The short answer is likely lower. In 2019, funded statuses for most Plan Sponsors did not reflect the significant gains across asset classes due to the commensurate increase in liabilities during the year. The increase in liabilities was driven by a combination of declining U.S. Treasury yields and narrowing corporate bond credit spreads. A hypothetical 100 percent funded plan with an allocation of 60 percent global equity and 40 percent U.S. investment grade bonds lost approximately four percent of funded status in 2019, while a plan with 40 percent long government/credit fixed income exposure (longer duration) lost about two percent of funded status based on the return of the FTSE Pension Liability Index (individual plan experience varied by liability profile and duration).

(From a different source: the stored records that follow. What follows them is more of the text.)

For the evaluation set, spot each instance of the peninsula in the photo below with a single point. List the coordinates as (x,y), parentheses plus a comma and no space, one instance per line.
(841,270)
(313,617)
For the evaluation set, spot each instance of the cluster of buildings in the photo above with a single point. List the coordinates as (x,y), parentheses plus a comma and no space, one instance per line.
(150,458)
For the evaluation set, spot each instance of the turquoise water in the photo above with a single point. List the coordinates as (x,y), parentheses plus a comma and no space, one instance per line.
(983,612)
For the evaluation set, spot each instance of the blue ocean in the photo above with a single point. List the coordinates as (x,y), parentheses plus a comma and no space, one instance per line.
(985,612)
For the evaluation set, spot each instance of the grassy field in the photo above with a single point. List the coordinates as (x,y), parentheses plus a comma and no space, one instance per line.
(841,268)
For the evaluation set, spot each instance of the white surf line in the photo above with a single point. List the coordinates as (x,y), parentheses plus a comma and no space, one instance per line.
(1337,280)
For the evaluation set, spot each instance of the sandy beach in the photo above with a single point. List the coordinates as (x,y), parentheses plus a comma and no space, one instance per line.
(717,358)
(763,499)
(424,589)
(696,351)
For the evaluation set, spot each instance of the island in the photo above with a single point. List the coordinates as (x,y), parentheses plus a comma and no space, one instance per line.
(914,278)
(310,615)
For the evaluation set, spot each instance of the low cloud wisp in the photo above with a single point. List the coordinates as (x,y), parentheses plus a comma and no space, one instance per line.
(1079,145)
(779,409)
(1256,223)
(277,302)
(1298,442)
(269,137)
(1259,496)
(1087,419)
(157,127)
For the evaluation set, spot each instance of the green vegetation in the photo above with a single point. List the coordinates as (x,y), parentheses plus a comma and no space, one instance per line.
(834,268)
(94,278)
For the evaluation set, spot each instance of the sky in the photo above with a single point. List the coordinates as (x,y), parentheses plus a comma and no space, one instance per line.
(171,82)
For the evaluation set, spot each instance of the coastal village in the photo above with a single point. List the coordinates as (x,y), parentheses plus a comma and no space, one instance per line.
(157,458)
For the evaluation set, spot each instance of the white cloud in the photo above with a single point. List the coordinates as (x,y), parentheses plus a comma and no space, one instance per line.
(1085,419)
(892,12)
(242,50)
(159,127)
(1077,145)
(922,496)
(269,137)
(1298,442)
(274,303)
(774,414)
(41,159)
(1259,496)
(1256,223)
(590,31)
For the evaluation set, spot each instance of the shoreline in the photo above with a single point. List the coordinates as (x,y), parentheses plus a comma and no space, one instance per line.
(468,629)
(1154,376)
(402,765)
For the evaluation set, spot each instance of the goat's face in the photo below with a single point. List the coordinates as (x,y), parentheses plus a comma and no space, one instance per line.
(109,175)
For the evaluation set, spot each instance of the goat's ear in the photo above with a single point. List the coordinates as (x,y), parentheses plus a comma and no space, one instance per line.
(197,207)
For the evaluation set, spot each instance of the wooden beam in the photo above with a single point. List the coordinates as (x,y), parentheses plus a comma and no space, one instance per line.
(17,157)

The performance summary in Figure 1 from December 31, 2019 shows liabilities increased by at least 20 percent in 2019 depending on the interest sensitivity of expected future payments (duration). To summarize, plans did not see significant gains in funded status in what was one of the best years for asset class returns in recent history.
In 2020, funded statuses have likely continued to drop, but for very different reasons than in 2019. First, on the asset side of the equation, equities have declined significantly due to concerns regarding the spread of COVID-19 and the expected negative effects on company earnings and global economic output at large.
For bonds, 2020 has been a tale of two distinct periods: pre- and post-credit spread widening. At the end of February, even as global equities had declined by nearly 10 percent amid early fears of the spread of COVID-19, credit spreads remained within the same reasonably low range of the past three years, including the brief risk-off scare in the fourth quarter of 2018.
On March 9, as the S&P 500 fell 7.6 percent and made fresh lows below its 200-day moving average, Italy announced its national lockdown and right before the World Health Organization officially named COVID-19 a global pandemic, credit spreads finally began to widen out of their near-term range. At this point, bond portfolios with credit exposure began to decline in value, following their equity counterparts as seen in Figure 2.